A dividend yield calculator is used by income investors to measure how much cash return they receive from a stock relative to its price. It's a core metric for evaluating dividend stocks, REITs, and income-focused portfolios.
How to Use This Calculator
- Enter the annual dividend per share (or enter the most recent quarterly/monthly dividend and select the frequency).
- Enter the current share price.
- Click Calculate to see dividend yield %, annual income per share, and income for any number of shares.
What This Calculator Measures
- Dividend yield % — Annual dividend divided by share price, expressed as a percentage.
- Annual income — Total dividend income per share over a full year.
- Quarterly or monthly income — Per-period payout based on dividend frequency.
- Total portfolio income — Income from all shares held at a given yield.
Formula or Logic
Dividend Yield % = (Annual Dividend Per Share ÷ Current Share Price) × 100
Annual Income = Dividend Per Share × Number of Shares
If dividends are paid quarterly, Annual Dividend = Quarterly Dividend × 4.
Example Calculations
Example 1: A stock pays $1.80/year in dividends and trades at $45. Yield = 4%. Holding 200 shares generates $360/year in income.

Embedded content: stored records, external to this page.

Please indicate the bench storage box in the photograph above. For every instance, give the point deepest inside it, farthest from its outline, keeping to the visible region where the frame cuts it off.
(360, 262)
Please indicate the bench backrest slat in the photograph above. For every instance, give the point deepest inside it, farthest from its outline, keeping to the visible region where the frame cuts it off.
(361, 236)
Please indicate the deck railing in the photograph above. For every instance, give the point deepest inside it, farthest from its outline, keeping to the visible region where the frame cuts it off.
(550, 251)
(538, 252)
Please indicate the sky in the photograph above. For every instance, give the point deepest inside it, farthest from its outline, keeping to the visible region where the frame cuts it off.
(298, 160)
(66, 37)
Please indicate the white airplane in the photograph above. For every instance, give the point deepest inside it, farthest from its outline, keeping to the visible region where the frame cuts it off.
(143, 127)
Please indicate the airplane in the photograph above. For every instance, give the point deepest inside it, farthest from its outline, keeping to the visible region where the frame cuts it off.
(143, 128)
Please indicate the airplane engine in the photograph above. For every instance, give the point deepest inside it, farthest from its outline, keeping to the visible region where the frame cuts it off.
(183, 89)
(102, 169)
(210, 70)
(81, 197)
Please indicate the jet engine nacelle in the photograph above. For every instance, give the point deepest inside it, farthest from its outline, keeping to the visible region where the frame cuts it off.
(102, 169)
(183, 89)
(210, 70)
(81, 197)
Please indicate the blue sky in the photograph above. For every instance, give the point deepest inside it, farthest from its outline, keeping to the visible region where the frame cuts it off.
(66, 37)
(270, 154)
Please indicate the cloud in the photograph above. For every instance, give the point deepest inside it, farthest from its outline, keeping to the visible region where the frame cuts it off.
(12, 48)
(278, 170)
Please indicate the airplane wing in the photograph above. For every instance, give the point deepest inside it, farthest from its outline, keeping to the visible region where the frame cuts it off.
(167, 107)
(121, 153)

Example 2: A REIT pays $0.25/month per share at a $38 price. Annual dividend = $3.00. Yield = 7.89%.
Understanding Your Results
Yields above 4–5% can signal high income, but very high yields (above 8–10%) may indicate a price drop or unsustainable payout. Always check the payout ratio (dividends as a % of earnings) to assess sustainability.
Common Mistakes to Avoid
- Using the historical dividend without checking whether it has been recently cut or suspended.
- Ignoring dividend growth — a 3% yield growing at 7% annually can outperform a static 5% yield.
- Confusing trailing yield (past dividends) with forward yield (projected dividends).
- Not accounting for dividend withholding taxes in foreign-stock investments.